Are Bloody Slasher Movies Good for Product Placement?

New research suggests handing the axe-murderer a Coca-Cola.

Marketers have generally shied away from placing their products in the same movies as deranged axe-murderers. The logic of that seems sound. Previous advertising research has indicated that negative emotions can adversely impact the evaluations of brands, and watching dismemberment tends to put people in a weird mood.

Though certainly negative, fear is a unique emotion, and it’s been deemed effective in improving the saliency of certain messages—think drunk driving ads. It’s relationship to brands, though, has been understudied.

A forthcoming paper in the Journal of Consumer Researchby researchers at the University of British Columbia has now vetted fear’s effect on emotional attachment to products, and the results support a surprisingly positive connection. The researchers hypothesized that fear could work for brands in the same way it works for interpersonal relationships. “We propose that during a fearful experience, consumers’ desire for affiliation might lead them to reach out to an available brand as a way to cope,” the authors write. “Given that fear results in interpersonal attachment, and given that consumers relate to brands in interpersonal ways, fear may cause consumers to form attachment with brands.”

“Our study shows advertisers should consider offering up their brands as something to cling to in the dark when the knives come out and the blood starts to splatter.”

In a series of experiments, hundreds of subjects were individually assigned to watch video clips with varying emotional components as part of a fake “movie experience study.” Excitement (Mr. and Mrs. Smith), sadness (I Am Sam), happiness (Friends), and fear (The Ring and Salem’s Lot) conditions were all screened in the presence of an unfamiliar brand product, like sparkling water or juice, which the participants were told they’d be evaluating in a separate “brand evaluation study.” After watching, participants were asked to evaluate their emotional attachment to, and shared emotional experience with, the product sitting in front of them.

The participants watching clips of The Ring and Salem’s Lot, a television series adapted from a Stephen King novel, felt way more “emotionally attached to the brand” than those watching any of the other clips. They also “felt that they had shared the experience with the brand to a greater extent.” “Only when consumers experienced fear did they have a higher perception that the brand shared the experience with them,” the researchers wrote.

In a second test, they primed people with feelings of social connectedness and ran the same test. The researchers discovered that social priming eliminated the “need to affiliate with the target brand and thus there was no positive impact on emotional brand attachment.” This suggested that brands, to some degree, can actually serve as psychological replacements for interpersonal relationships.

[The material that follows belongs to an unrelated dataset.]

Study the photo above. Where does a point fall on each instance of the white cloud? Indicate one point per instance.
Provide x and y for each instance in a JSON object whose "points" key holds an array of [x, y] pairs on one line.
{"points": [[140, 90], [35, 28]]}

In a separate experiment, the study found that the product didn’t need to be consumed; its presence was enough for the effect to work. This has obvious implications for real product placement, in which there is no tactile interaction.

“Marketers are afraid of fear,” Lea Dunn said in a statement. “But our study shows advertisers should consider offering up their brands as something to cling to in the dark when the knives come out and the blood starts to splatter.”